Abstract
Induction The prognosis of refractory/relapsed (R/R) Acute myeloid leukemia (AML) is dismal. Regimens including cladribine, cytarabine, and granulocyte-stimulating factor (CLAG) resulted in excellent outcomes with a 50-62.7% complete remission (CR) rate in R/R AML children. The addition of medications with different mechanisms to CLAG can increase the efficacy for R/R AML. Homoharringtonine (HHT) is a natural plant alkaloid derived from Cephalotaxus, and has displayed promising efficacy and tolerability in pediatric and adult newly-diagnosed and R/R AML. Accordingly, we presented data of the largest sample prospective clinical data on the efficacy and safety of HHT with CLAG (CHAG regimen) in childhood R/R AML.
Methods The trial in patients aged < 18 years with R/R AML (ChiCTR2000038340) is a single-arm, multicenter, open-label study conducted in China. All patients had received CHAG regimens for salvage chemotherapies as follows: cladribine (5mg/m2/day, day 1-5), HHT (1mg/m2/day, day 1-14), cytarabine (10mg/m2, quaque 12 hora, day 1-14), granulocyte colony-stimulating factor (200ug/m2/day, day1-14) (cycle 1). Patients achieving CR after cycle 1 proceeded to subsequent allogeneic hematopoietic transplantation (allo-HSCT). Those with partial response (PR) or no response (NR) were administered a second cycle of CHAG as consolidation therapy (cycle 2) and then continued to allo-HSCT once CR obtained. For patients not eligible for HSCT, 1-3 cycles of CHAG consolidations would be administered, with efforts to initiate the HSCT process.
The primary objective was to determine CR rate of cycle 1, and the second endpoints included MRD rate of cycle 1, CR and MRD rate of cycle 2, and long-term survival [overall survival (OS) and event-free survival (EFS)].
Results Between December 1, 2019, and January 10, 2025, 175 fit children with R/R AML were enrolled. All subjects who received CHAG therapy had been heavily pretreated and had received a median of 3 lines (range, 1-8) of prior therapies, of whom 93 (53.1%) patients with primary refractory and 82 (46.9%) with relapsed AML [11 (6.3%) after allo-HSCT]. Among relapsed patients, 78 (44.6%) patients were first relapse, and 4 (2.3%) were second and greater relapse. The median age was 8 years old (range, 0.5-17). Twenty-four (13.7%) patients presented with extramedullary AML at diagnosis. Twenty-one were identified with FLT3-ITD and 14 with FLT3-TKD. The most common fusion gene included RUNX1::RUNX1T1 in 40 patients (22.9%) and KMT2A-rearranged in 31 (17.7%). Complex karyotype was present in 11.4% (20/175).

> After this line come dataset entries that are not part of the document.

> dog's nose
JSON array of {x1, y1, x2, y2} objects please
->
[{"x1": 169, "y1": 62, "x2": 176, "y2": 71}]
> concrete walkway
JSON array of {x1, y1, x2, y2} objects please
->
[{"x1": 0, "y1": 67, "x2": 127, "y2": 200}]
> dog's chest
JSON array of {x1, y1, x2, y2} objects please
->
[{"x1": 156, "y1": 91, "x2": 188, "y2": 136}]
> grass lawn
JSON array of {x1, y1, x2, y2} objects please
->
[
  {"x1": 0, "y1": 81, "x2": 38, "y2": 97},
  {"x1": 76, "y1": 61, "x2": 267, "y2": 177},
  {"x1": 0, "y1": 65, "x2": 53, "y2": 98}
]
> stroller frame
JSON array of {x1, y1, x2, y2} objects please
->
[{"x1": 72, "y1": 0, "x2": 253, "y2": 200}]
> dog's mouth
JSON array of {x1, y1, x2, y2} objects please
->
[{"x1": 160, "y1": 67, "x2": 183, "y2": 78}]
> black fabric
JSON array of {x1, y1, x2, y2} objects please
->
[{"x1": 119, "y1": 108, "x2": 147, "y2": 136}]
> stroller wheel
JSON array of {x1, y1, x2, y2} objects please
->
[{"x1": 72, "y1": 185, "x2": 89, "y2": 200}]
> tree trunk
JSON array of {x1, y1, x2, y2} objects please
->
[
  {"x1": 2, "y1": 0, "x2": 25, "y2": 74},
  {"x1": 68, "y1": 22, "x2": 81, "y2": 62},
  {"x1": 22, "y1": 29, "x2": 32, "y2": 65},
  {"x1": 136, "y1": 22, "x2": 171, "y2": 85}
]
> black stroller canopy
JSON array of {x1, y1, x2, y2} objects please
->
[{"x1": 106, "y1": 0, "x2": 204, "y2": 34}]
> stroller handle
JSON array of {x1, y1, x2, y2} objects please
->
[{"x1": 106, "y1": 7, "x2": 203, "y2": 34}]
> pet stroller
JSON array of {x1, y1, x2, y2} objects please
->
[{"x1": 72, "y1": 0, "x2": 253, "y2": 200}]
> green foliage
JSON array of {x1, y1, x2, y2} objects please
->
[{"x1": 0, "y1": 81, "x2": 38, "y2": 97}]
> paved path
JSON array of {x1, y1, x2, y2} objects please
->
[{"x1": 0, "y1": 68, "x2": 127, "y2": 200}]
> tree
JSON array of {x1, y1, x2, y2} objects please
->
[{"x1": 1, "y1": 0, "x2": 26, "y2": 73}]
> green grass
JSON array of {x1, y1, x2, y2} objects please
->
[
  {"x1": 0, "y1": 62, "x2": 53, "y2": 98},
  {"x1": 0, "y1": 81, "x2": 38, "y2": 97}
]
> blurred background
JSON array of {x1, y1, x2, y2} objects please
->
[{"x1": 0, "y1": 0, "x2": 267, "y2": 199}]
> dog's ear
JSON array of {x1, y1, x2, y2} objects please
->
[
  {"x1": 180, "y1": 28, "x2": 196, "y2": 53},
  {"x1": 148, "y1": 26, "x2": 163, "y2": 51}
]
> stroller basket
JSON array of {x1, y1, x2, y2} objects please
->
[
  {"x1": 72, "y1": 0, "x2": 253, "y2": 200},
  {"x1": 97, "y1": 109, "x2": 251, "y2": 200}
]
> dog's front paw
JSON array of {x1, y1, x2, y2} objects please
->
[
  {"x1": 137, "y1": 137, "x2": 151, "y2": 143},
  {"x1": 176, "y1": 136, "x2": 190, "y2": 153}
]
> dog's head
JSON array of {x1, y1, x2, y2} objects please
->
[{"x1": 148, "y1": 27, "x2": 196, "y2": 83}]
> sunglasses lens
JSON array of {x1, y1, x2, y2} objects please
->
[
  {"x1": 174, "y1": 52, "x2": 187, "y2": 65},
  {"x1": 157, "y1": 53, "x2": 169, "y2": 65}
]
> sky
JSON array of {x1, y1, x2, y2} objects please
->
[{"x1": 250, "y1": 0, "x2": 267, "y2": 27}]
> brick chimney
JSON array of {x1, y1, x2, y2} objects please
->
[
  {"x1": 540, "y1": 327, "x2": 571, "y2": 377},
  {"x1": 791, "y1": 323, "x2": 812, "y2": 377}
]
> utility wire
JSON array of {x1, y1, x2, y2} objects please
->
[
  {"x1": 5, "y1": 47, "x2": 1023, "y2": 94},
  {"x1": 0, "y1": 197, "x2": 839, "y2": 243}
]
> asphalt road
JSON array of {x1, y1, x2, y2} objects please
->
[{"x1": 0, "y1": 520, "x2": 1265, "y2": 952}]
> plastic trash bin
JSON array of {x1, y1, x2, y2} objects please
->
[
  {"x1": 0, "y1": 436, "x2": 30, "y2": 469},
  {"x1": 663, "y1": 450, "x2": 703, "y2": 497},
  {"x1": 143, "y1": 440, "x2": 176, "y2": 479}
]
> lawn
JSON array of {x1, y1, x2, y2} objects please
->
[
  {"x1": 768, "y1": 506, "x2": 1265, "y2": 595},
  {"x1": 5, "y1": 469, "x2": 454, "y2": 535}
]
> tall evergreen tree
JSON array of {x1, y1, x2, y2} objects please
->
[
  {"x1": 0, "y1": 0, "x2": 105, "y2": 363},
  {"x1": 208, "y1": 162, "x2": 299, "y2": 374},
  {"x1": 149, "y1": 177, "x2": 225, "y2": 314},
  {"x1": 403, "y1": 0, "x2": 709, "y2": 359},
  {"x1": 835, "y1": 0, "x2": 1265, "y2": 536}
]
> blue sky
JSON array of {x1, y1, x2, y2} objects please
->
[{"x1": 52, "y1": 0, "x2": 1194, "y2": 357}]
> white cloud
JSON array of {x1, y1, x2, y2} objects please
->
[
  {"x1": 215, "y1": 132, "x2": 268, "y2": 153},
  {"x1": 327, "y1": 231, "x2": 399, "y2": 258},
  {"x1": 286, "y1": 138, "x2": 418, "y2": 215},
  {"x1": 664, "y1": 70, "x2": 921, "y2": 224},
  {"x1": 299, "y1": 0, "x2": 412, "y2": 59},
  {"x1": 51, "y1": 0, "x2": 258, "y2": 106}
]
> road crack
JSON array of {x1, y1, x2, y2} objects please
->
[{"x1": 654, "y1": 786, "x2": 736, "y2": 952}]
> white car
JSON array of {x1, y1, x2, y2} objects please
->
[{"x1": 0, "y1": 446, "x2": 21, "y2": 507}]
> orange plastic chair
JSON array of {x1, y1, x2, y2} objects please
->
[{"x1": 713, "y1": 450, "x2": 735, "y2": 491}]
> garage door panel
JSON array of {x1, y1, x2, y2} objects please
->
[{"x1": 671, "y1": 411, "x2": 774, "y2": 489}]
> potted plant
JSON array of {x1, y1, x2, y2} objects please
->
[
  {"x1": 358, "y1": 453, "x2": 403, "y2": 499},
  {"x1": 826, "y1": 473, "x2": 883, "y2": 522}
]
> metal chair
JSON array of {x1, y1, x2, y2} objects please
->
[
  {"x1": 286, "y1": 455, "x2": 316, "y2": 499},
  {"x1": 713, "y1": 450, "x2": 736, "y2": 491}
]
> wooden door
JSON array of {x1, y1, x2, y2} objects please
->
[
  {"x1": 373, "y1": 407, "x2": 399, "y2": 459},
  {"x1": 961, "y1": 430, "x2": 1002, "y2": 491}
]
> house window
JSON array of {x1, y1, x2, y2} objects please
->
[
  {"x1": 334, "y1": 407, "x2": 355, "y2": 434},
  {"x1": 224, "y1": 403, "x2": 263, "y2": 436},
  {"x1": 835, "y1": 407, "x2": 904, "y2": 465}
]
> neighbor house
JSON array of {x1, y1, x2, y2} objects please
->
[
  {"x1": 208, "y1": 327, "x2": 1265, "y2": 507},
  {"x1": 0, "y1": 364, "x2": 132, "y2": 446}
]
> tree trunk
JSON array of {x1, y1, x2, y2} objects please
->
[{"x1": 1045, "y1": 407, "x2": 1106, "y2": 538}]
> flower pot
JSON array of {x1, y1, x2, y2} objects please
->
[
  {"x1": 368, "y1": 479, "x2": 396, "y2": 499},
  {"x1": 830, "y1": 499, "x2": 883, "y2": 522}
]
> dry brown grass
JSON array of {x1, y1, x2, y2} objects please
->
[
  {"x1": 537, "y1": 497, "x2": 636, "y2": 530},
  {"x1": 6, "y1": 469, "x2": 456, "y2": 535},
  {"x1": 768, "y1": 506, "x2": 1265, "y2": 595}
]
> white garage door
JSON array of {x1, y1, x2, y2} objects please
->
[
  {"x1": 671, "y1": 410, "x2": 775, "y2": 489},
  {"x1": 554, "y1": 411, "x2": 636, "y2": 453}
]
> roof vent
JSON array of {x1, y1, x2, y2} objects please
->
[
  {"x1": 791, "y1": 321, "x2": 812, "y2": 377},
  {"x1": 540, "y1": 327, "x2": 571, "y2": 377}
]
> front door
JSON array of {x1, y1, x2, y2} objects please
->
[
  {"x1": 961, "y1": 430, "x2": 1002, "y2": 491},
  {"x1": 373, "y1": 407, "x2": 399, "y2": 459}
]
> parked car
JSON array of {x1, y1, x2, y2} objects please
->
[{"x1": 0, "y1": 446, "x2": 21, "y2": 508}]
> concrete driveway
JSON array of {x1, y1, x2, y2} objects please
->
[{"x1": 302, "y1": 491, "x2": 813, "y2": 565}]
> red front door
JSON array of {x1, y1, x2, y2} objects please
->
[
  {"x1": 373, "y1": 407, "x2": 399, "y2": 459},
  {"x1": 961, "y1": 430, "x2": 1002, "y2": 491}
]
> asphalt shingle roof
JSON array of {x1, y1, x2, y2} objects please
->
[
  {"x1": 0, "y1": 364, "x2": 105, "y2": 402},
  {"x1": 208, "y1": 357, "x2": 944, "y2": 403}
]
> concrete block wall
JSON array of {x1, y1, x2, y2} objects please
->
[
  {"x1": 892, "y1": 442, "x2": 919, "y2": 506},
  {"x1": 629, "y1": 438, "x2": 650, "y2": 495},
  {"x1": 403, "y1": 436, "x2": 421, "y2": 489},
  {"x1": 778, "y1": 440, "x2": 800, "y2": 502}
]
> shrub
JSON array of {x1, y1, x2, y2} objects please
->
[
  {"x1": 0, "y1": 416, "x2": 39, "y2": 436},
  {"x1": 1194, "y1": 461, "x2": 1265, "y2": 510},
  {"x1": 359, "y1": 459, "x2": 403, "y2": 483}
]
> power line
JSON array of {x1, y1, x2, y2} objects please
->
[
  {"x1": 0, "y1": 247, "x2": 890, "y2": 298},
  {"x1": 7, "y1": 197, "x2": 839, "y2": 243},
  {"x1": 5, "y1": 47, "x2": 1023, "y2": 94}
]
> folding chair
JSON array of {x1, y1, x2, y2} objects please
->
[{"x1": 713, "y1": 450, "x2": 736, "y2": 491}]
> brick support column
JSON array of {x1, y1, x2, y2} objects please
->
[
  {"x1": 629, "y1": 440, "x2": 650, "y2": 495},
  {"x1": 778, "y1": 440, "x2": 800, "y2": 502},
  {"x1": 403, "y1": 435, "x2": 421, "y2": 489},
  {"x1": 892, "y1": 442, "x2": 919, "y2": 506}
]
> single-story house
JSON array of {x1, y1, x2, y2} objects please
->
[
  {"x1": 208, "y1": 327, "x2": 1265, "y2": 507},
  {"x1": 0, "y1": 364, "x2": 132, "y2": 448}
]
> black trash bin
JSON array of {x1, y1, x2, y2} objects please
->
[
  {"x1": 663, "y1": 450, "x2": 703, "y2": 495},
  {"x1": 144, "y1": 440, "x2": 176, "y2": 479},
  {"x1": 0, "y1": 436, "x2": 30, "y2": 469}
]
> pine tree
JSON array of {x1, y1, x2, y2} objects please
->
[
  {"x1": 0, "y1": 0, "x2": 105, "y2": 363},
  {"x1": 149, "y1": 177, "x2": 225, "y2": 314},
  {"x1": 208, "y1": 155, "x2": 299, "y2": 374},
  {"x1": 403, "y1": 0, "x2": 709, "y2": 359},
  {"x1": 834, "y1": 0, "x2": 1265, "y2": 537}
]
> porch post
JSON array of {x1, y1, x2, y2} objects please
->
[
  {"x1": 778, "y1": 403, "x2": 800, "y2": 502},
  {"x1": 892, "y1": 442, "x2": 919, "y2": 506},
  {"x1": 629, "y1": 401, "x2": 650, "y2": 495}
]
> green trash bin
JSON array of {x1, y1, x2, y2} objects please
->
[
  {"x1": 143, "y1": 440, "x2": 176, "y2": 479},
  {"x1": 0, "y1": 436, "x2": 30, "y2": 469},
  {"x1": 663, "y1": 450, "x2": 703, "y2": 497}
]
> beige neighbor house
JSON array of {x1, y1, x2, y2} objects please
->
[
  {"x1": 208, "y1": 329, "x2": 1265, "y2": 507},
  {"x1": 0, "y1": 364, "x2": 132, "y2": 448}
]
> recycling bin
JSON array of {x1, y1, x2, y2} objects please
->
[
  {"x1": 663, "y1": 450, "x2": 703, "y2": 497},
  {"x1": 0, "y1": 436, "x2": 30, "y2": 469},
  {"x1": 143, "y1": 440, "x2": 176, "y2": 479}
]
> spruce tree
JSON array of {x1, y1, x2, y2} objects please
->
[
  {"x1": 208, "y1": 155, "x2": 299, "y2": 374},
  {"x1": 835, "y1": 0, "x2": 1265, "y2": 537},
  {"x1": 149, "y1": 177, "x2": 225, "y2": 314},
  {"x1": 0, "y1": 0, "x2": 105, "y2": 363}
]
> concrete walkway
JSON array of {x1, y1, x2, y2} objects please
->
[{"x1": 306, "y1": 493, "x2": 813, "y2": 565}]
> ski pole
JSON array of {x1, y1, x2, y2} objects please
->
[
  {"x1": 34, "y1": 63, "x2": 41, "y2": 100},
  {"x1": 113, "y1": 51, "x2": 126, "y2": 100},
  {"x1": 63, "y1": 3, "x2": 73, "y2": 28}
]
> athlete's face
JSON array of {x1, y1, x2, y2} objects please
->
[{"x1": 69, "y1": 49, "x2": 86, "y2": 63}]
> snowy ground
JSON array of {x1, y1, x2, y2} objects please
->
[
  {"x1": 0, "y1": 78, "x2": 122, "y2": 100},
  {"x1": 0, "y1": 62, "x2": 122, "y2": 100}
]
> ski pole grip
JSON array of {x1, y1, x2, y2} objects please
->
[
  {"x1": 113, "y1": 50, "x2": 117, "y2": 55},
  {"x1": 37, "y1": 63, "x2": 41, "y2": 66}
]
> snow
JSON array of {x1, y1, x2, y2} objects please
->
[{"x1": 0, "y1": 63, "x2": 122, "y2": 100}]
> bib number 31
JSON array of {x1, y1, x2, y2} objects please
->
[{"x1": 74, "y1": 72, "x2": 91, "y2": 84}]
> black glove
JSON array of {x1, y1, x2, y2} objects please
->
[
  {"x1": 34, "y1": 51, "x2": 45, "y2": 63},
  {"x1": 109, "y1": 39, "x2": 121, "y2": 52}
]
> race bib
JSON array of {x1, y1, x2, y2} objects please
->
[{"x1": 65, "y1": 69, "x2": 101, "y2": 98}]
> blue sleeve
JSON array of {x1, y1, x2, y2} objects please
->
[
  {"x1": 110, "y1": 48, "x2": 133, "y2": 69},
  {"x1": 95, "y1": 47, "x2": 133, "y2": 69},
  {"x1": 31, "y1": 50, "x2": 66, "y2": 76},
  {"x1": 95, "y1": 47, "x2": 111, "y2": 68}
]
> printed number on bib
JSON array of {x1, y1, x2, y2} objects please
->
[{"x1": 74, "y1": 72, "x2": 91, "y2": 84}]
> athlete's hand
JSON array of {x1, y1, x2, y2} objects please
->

Patients received a median of two cycles of CHAG (range, 1-5). 75 patients (42.9%) received one cycle and 100 (57.1%) received more than one cycle, including 65 (37.1%) two and 35 (20.0%) ≥ three cycles as trial treatment. The CR rate was 77.1% (135/175), with 68.6% (120/175) attaining MRD negativity via multiparameter flow cytometry (MFC) of cycle 1, and 86.1% (87/101) and 75.2% (76/101) after cycle 2. The CR and MRD negative rate for cycle 1 were 84.6% (66/78) and 76.9% (60/78) for those in first relapse, and 74.2% (72/97) and 61.9% (60/97) for patients in second and greater relapse or with refractory disease.
A total of 129 (73.7%) patients consolidated with HSCT in remission, among whom 58 proceeded to HSCT after cycle 1, 55 after cycle 2 and 16 after cycle 3. 39 patients experienced relapse during treatment, including 15 relapsed during conventional chemotherapies and 24 relapsed after allo-HSCT.
With a median follow-up of 20.1 months (range, 1-66.9), the median duration of EFS and OS was not reached. The estimated 36-month OS and EFS was 67.8% (95% CI, 60.5-75.9) and 60.7% (95% CI, 53.4-69.0). Acquisition of CR and MFC-MRD negativity after cycle 1, brided to HSCT showed a significant trend toward improved OS and EFS (P < 0.05). Meanwhile, fusion gene of RUNX1-RUNX1T1, CBFB-MYH11 and KMT2Ar, and complex karyotype and previous utilization of HSCT play a statistical significance on OS and EFS (P < 0.05).
The common treatment emergent ≥ grade 3 AE occurring were hematologic toxicities, with no grade 5 events and related mortality observed. The most common nonhematologic toxicities were febrile neutropenia, mostly assessed as grade 3 to 4, and not life-threatening.
Conclusion In summary, this trial showed that CHAG regimen is safe and highly active in R/R AML children. The CHAG regimen may represent a highly promising bridging strategy to allo-HSCT in pediatric R/R AML.